The cross-sectional study conducted in Canada examined the association between fluoride exposure (determined by urinary fluoride, city fluoridation status and tap water fluoride levels) and ADHD in children aged 6 to 17 years. The results showed no significant association between urinary fluoride and ADHD diagnosis, or between urinary fluoride and the Strengths and Difficulties Questionnaire Hyperactivity Inattention (SDQ H/I) subscale score. Water fluoride levels and CWF status were positively associated with ADHD diagnosis and SDQ H/I subscale score. Every increase of 1 mg/L of tap water fluoride was associated with a 6.1 times higher odds of ADHD diagnosis and an increase of 0.31 points in the SDQ H/I subscale score. Similarly, children living in the fluoridated areas had 1.5 times higher odds of ADHD diagnosis and an increase of 0.11 points in the SDQ H/I subscale score. Children of older age (i.e., 14 years and over) were more likely to be affected compared to those of younger age (i.e., 9 years and under).

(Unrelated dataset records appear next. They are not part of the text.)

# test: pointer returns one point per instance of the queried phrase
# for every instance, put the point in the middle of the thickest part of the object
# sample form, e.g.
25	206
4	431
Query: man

Considering multiple limitations of the included studies (e.g., insufficient control of confounding factors, potential misclassification of exposure, and inadequate study design), it is difficult to interpret their findings and generalize them the Canadian context. Collective evidence from the recent CADTH reports and the current review indicates there is insufficient evidence to conclusively conclude that fluoride exposure at the Canadian water fluoride levels (optimum at 0.7 mg/L) affects neurological development in children and adolescents in Canada.